In data 29.12.2022, è stata emanata una circolare esplicativa da parte dell’Agenzia delle Accise, Dogane e Monopoli riguardante un caso molto particolare, ma indicativo della modalità operative, anche da adottare per casi similari.
Il caso in questione, sottoposto da un’associazione di categoria all’Agenzia, riguarda la casistica di taluni fabbricanti del settore che esportano birra condizionata verso Paesi terzi in fusti di acciaio aventi varia capacità nominale i quali una volta svuotati di contenuto a destino, per effetto del prelievo diretto del prodotto per la mescita ai consumatori, sono reintrodotti nello Stato.

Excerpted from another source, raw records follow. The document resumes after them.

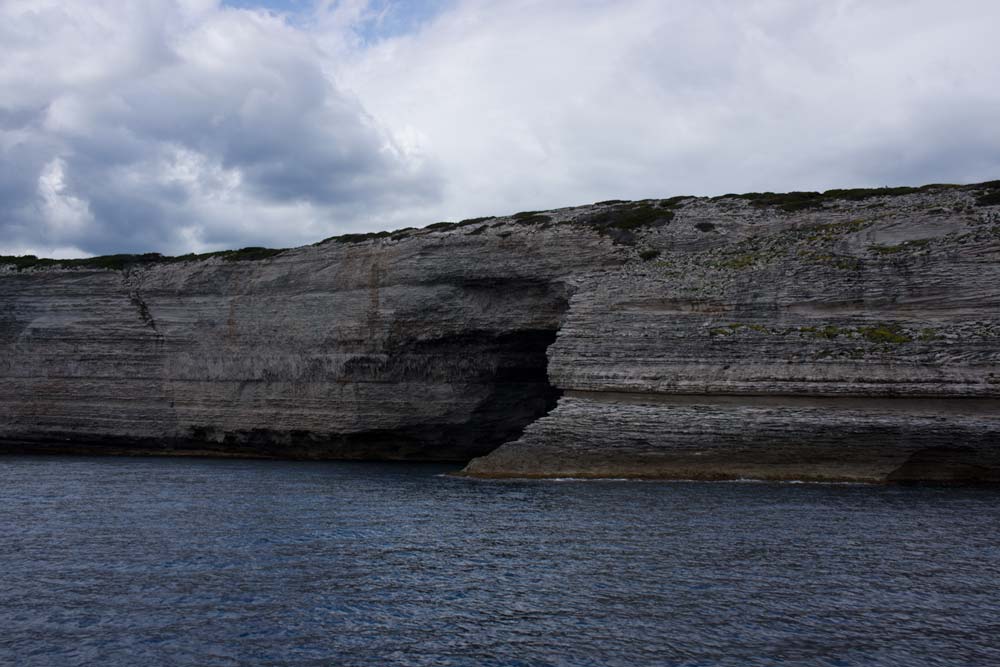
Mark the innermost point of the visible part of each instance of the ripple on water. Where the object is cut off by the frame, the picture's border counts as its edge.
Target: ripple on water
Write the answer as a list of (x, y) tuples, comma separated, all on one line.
[(199, 562)]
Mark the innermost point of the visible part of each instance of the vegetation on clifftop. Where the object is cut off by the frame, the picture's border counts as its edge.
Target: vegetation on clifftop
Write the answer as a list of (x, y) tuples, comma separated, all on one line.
[(618, 219)]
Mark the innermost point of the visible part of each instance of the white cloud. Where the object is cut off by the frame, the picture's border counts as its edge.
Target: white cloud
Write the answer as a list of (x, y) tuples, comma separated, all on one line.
[(185, 125)]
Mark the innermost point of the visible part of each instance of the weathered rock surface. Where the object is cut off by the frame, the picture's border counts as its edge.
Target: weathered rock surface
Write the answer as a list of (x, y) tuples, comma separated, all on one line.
[(854, 337)]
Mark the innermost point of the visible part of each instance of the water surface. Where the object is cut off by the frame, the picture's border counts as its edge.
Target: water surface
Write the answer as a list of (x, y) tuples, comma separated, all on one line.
[(130, 561)]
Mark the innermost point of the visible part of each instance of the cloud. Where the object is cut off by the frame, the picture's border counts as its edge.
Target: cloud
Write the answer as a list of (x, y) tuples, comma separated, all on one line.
[(530, 104), (194, 125), (183, 126)]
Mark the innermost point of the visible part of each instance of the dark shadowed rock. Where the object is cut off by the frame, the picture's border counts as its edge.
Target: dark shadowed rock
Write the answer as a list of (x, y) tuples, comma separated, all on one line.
[(852, 335)]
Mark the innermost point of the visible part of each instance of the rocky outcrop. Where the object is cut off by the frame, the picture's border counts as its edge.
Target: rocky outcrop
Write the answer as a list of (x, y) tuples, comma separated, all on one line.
[(853, 335)]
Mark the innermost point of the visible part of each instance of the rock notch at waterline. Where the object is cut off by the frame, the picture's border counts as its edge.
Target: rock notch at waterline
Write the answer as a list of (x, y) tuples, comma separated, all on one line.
[(849, 335)]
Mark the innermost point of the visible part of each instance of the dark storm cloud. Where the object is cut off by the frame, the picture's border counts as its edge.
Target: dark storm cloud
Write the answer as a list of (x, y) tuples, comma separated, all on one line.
[(222, 129), (179, 125)]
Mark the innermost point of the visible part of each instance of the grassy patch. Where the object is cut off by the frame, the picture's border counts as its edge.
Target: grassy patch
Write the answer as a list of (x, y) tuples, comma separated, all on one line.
[(989, 199), (906, 246), (536, 219), (121, 262)]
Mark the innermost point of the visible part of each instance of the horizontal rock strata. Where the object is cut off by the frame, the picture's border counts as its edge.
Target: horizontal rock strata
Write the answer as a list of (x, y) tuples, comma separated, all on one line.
[(853, 335)]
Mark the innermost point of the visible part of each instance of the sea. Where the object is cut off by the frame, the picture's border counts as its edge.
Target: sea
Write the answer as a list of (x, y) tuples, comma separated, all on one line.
[(182, 561)]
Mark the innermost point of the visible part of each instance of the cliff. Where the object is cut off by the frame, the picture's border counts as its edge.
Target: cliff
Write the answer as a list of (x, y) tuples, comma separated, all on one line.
[(849, 335)]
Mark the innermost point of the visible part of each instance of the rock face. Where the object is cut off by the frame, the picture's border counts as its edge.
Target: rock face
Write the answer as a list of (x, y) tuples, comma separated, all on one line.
[(849, 336)]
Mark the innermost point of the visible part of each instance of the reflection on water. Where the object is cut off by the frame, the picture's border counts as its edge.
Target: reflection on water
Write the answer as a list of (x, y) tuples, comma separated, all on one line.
[(119, 561)]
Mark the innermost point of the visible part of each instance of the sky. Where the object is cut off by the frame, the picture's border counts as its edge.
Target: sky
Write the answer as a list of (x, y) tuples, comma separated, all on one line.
[(180, 126)]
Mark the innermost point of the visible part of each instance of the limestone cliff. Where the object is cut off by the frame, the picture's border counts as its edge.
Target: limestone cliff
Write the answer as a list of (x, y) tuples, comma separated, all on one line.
[(849, 335)]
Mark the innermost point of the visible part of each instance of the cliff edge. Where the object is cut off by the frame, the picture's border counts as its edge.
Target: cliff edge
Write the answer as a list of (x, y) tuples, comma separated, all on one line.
[(846, 335)]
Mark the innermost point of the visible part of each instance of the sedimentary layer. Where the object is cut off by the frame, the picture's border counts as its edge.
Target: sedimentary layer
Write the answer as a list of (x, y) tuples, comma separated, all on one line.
[(853, 335)]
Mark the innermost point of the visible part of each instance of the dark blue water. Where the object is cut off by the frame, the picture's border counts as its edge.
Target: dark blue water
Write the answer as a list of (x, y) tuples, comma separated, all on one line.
[(127, 562)]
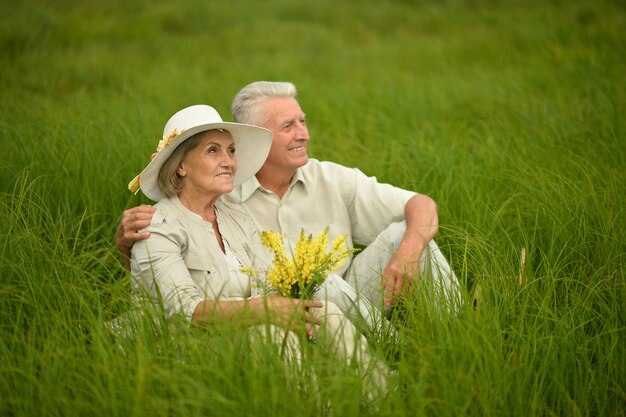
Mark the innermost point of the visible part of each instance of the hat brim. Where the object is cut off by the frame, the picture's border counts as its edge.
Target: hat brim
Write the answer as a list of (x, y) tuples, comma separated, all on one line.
[(252, 143)]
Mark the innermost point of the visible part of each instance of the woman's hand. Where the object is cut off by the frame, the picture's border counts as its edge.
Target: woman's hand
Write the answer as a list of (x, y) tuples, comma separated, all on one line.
[(292, 313), (133, 220)]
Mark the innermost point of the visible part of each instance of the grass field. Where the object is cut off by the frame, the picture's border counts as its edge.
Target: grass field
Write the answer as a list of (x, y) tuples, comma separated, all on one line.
[(510, 114)]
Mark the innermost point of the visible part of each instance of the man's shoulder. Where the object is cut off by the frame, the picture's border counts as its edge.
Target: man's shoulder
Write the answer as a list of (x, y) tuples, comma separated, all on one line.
[(317, 167)]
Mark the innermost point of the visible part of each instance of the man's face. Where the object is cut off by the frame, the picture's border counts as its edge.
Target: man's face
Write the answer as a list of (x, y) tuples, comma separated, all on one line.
[(290, 136)]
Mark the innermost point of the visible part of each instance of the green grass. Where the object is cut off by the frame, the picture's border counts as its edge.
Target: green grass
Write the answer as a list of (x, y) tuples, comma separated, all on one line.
[(509, 114)]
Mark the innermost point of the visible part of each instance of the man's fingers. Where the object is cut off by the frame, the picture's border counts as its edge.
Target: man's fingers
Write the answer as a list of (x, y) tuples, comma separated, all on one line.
[(136, 235)]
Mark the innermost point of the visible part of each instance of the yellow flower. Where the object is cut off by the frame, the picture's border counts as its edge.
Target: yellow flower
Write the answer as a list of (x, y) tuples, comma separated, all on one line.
[(167, 139), (133, 185), (301, 275)]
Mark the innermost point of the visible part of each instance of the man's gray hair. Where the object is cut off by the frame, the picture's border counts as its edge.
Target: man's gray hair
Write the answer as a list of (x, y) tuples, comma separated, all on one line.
[(246, 107)]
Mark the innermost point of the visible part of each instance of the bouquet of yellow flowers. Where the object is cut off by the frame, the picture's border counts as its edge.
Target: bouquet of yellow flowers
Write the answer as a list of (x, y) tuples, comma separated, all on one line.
[(301, 275)]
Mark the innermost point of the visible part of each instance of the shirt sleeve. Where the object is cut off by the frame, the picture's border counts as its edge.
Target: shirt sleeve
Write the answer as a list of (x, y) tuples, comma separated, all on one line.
[(372, 205), (159, 266)]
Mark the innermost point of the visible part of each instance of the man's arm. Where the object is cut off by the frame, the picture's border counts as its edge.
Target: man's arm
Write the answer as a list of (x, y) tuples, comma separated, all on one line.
[(127, 233), (422, 224)]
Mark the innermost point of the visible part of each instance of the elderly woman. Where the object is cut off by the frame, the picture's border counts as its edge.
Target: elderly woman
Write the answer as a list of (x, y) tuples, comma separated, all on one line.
[(191, 263)]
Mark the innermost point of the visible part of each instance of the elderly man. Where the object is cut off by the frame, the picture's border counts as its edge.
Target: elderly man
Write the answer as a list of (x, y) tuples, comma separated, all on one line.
[(293, 192)]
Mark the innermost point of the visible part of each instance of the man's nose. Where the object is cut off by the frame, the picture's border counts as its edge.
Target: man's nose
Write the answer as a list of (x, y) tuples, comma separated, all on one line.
[(303, 132)]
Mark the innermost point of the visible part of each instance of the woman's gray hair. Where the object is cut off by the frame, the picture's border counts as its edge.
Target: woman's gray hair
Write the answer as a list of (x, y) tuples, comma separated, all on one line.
[(169, 181), (246, 107)]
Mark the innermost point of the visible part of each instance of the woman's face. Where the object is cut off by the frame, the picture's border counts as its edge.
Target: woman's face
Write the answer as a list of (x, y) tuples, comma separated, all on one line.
[(210, 167)]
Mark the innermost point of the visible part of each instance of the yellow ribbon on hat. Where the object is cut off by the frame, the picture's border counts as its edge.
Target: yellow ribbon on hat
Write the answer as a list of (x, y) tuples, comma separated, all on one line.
[(133, 185)]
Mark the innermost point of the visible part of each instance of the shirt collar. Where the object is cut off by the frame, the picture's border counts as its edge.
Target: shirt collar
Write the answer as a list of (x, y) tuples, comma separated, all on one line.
[(252, 185)]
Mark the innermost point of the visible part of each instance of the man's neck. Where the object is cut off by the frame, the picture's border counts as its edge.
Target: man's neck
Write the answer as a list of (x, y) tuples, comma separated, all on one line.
[(277, 181)]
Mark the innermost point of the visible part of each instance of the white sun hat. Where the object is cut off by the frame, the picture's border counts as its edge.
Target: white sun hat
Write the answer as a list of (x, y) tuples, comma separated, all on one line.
[(252, 144)]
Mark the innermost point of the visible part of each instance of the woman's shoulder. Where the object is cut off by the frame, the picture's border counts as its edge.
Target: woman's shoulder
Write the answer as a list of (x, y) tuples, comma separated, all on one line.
[(165, 217)]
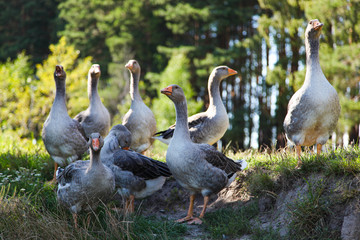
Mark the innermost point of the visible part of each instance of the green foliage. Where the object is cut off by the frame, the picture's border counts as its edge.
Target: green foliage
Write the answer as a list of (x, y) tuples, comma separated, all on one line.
[(15, 94), (28, 26), (179, 16), (229, 222), (26, 101), (309, 213), (261, 183), (177, 72)]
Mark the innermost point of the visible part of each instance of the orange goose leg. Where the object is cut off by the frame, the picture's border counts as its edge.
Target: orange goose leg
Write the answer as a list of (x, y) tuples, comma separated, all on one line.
[(198, 220), (318, 149), (54, 178), (189, 216), (298, 152), (75, 220), (129, 205)]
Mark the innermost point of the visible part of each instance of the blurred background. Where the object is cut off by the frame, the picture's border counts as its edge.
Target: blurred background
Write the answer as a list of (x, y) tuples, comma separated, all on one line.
[(180, 42)]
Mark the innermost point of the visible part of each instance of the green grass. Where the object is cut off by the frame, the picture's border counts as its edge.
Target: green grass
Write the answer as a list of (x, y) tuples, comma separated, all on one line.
[(29, 210), (309, 213), (230, 222)]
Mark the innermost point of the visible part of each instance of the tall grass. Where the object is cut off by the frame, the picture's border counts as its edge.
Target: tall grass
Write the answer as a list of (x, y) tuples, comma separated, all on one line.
[(29, 209)]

Infatti, nella spillatura del prodotto, una parte dello stesso non viene aspirato, sicché una parte del prodotto (di varia misura, in funzione della dimensione del fusto) resta inesorabilmente sul fondo: al rientro in Italia, esaurite le formalità doganali, i fusti vengono reintrodotti nella fabbrica e ivi completamente svuotati e sterilizzati per il successivo riutilizzo, i residui di birra, divenuti non idonei al consumo umano, sono sempre avviati all’integrale distruzione presso le fabbriche.
Alcune Agenzie, nell’espletare le pratiche doganali al rientro in Italia, chiedevano di quantificare il residuo di birra e, di conseguenza, di versare le accise corrispondenti.
Poiché tale residuo non ha alcun valore di mercato, essendo destinato alla distruzione, su sollecitazione...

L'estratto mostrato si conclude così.